The Rhode Island Department of Education (RIDE), in partnership with the Rhode Island Office of Digital Excellence, today announced that the Broadband Rhode Island (BBRI) digital literacy training curriculum will be implemented statewide in adult education programs.
For many adult learners in Rhode Island, unfamiliarity with computer and Internet technology poses an obstacle to reaching their full potential in today's workforce. This initiative, which aligns with the RIDE statewide technology standards for adult learners, will improve adult education and workforce training. The goal of this initiative is to better prepare Rhode Island learners to obtain the technical skills they will need to compete in a global digital economy and to improve their lives.
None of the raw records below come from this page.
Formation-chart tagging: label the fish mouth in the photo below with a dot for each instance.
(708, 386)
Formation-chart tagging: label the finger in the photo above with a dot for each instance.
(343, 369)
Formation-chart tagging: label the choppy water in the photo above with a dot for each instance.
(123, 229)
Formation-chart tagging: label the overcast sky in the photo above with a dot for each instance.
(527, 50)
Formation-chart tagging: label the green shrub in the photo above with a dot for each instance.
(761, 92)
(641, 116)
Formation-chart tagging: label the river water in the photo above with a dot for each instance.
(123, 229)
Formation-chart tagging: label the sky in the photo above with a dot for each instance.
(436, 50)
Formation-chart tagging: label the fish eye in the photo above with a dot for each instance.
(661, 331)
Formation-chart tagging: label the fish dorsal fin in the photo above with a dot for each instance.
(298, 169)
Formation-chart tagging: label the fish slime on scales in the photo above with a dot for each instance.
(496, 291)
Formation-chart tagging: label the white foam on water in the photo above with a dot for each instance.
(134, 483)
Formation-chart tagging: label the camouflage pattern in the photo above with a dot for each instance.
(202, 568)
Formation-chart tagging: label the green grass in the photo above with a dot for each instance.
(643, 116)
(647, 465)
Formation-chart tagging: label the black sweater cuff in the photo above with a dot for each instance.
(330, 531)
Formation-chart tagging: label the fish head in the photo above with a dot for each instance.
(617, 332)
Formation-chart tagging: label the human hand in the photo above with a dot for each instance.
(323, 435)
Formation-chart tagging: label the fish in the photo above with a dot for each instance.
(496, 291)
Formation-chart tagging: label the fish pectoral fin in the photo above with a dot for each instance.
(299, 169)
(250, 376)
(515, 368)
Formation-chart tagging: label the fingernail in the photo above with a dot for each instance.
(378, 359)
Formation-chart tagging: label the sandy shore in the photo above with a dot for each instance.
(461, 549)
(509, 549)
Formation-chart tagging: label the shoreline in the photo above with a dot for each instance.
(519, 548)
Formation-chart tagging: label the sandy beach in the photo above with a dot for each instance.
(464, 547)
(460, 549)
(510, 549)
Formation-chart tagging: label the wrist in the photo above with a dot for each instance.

"One of the goals of our strategic plan, Transforming Education in Rhode Island, is to provide more high-quality educational opportunities for adult learners," said Deborah A. Gist, Commissioner of Elementary and Secondary Education. "Just as we are expanding the use of digital literacy in our elementary and secondary schools, it is important to bring digital literacy into our programs for adult learners as well. Adult learners need computer and digital-literacy skills to further their education and to succeed in the workforce, and this initiative will help prepare our adult learners for success in their chosen careers."
"We're honored and excited to continue our work with the adult education community. This new partnership with RIDE will help to scale our digital inclusion efforts throughout the state," said Stuart Freiman, Broadband Program Director, Office of Digital Excellence. "The results of this challenge could greatly enhance the current solutions to this pressing 21st-century social issue."
Under this new initiative, educators working in adult-education programs will receive training in how to teach the BBRI Internet Basics Curriculum. This training will help educators further develop their skills in using and teaching technology. As part of this initiative, adult-education programs in Rhode Island will have Technology Point Persons, who will help coordinate the training, materials, and resources that the programs will use to advance students toward their goals.
Within all of the state government agencies that include client education or workforce training as part of their mission, "The hope is that they will now include the expectation of digital literacy training as well," said Jill Holloway, director of the Rhode Island Adult Education Professional Development Center, which offers training workshops and other assistance to the educators who work with the state's adult population.
Broadband Rhode Island Internet Use Fast Facts: - Approximately 30 percent of Rhode Island adults do not use the Internet today. - Broadband coverage and adoption data is now available on ProvPlan's Community Profiles. - Key barriers to non-adoption are: affordability, relevance, and lack of training. - 15 percent of Rhode Island adults currently do not have a high-school diploma or GED and will need to take the computer-based version of the GED to achieve the credential. - Nearly 80 percent of Fortune 500 companies post job openings exclusively online. - The high rate of existing broadband coverage in Rhode Island should enable the acceleration of adoption usage, connectivity, and digital literacy efforts across the state. - The 50 public libraries throughout Rhode Island help bridge the digital divide by offering some type of digital literacy support. - BBRI has identified more than 200 public computing sites, has presented 18 digital literacy training workshops or forums, and has trained nearly 150 volunteer digital literacy trainers.